À l’heure où l’insécurité, la misère et le désespoir poussent des dizaines de milliers de femmes, d’hommes et d’enfants en provenance d’Haïti à s’aventurer dangereusement en mer ou jusqu’en Amérique du Sud sur des milliers de kilomètres à travers les montagnes, la jungle, exposés aux pires agressions, pour gagner les États-Unis et, de là, avec un peu de chance le Canada, il faut revenir à la case départ pour mieux comprendre le sort réservé à leur pays.
Il faut d’abord réaliser combien le peuple haïtien a toujours été au cœur des grands enjeux du monde et a dû payer le prix de son insolente venue sur la scène des nations libres.
Ancienne colonie française, dans l’enfer des puissances européennes qui ont dépossédé, déshumanisé, détruit des peuples sur l’ensemble de la planète, l’improbable nation, la République d’Haïti est née de la rébellion de 500 000 esclaves noirs qui réussiront à s’affranchir par eux-mêmes.
Leur exploit donnera l’élan dès 1804 à la déferlante mondiale du mouvement de décolonisation et de l’abolition de l’esclavage.
Mais de l’hégémonie postcoloniale et de la volonté des États-Unis, sous l’inspiration de la doctrine Monroe, de dominer les Amériques, Haïti ne s’en sortira pas. Sous la férule de régimes autocratiques et prédateurs soutenus par Washington, la jeune République se retrouvera maintes fois désarticulée. L’économie du pays handicapée dès le départ sous le poids de la lourde dette de réparation exigée par la France, le Trésor public d’Haïti sera pendant plus d’un siècle aux mains d’une banque française, puis allemande et américaine.
De l’humanitaire supranational, du fonds de commerce des logistiques de crises consécutives aux catastrophes naturelles, le pays a également pâti. Les riches pourvoyeurs de service dans le pays et les ONG internationales ont beaucoup encaissé, la population, elle, n’a vu que passer.
Haïti n’échappera pas non plus aux redoutables réseaux des narcotrafiquants de la région. Ces organisations criminelles transnationales sont passées maîtres dans la manière de déstabiliser des États faibles, par la corruption et la violence. Elles savent s’emparer des territoires, dégager les circuits de leurs nombreux trafics, non seulement de stupéfiants, mais aussi d’armes et de personnes. Et pour mieux terroriser, les attentats ciblés et le kidnapping sont leurs tactiques les plus redoutables.
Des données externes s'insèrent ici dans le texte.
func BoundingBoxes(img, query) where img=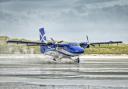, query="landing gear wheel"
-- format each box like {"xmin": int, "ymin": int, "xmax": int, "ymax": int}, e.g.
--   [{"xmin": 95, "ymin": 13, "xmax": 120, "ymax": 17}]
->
[
  {"xmin": 76, "ymin": 58, "xmax": 80, "ymax": 63},
  {"xmin": 53, "ymin": 58, "xmax": 56, "ymax": 61}
]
En Haïti comme ailleurs, des membres des forces de l’ordre, du secteur politique et des cercles affairistes sont sous la houlette de ces criminels. Le président Jovenel Moïse, comme d’autres, s’en est aussi dangereusement approché et n’est pas le premier dans la région à avoir été liquidé par ces malfrats qui, dès lors qu’ils jouissent de l’impunité, ne deviennent que plus puissants.
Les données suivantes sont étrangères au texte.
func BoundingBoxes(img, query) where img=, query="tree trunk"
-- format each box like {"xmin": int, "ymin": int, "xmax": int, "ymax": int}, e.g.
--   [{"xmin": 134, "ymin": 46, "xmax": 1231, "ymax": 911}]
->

Et que dire de l’insouciance des gouvernements canadien et américain dans leurs décisions de déporter vers Port-au-Prince des petits trafiquants d’origine haïtienne, sans même consulter les autorités du pays, déversant ainsi sur la faible nation un fléau insurmontable. Ces déportés, qui évidemment n’étaient pas poursuivis, forts de leurs réseaux, ont vite fait d’ancrer leurs activités criminelles en sol haïtien et de grossir les rangs de la nébuleuse des narcotrafiquants.
Le problème est continental. La République d’Haïti n’arrivera pas à s’en sortir seule. La responsabilité se doit d’être partagée entre tous les protagonistes internationaux de ce drame. Un vrai exercice commun de vérité et d’imputabilité s’impose, de manière concertée et ordonnée.
La souveraineté du pays a été si souvent flouée qu’elle est en lambeaux. À la suite de l’assassinat du président Moïse, ce sont des ambassadeurs étrangers, avec l’assentiment de leur capitale et la participation des Nations unies, qui ont procédé sans retenue à l’installation du premier ministre Ariel Henry et du gouvernement de facto actuellement en exercice en Haïti. Il s’agit d’une situation hors du commun dans l’histoire contemporaine. On assiste à une débâcle absolue du multilatéralisme. Cela s’est passé sans considération pour une population aux abois qui réclame depuis des années le respect de l’État de droit et pour la mobilisation de centaines d’organisations de la société civile haïtienne soucieuses d’un retour à l’ordre constitutionnel.
Pour honorer la fonction dans laquelle il a été placé et rétablir la confiance dans le système judiciaire, il eut fallu que le premier ministre accepte de se soumettre à l’interpellation de la justice, de répondre aux questions dans l’enquête autour de l’assassinat du président Moïse.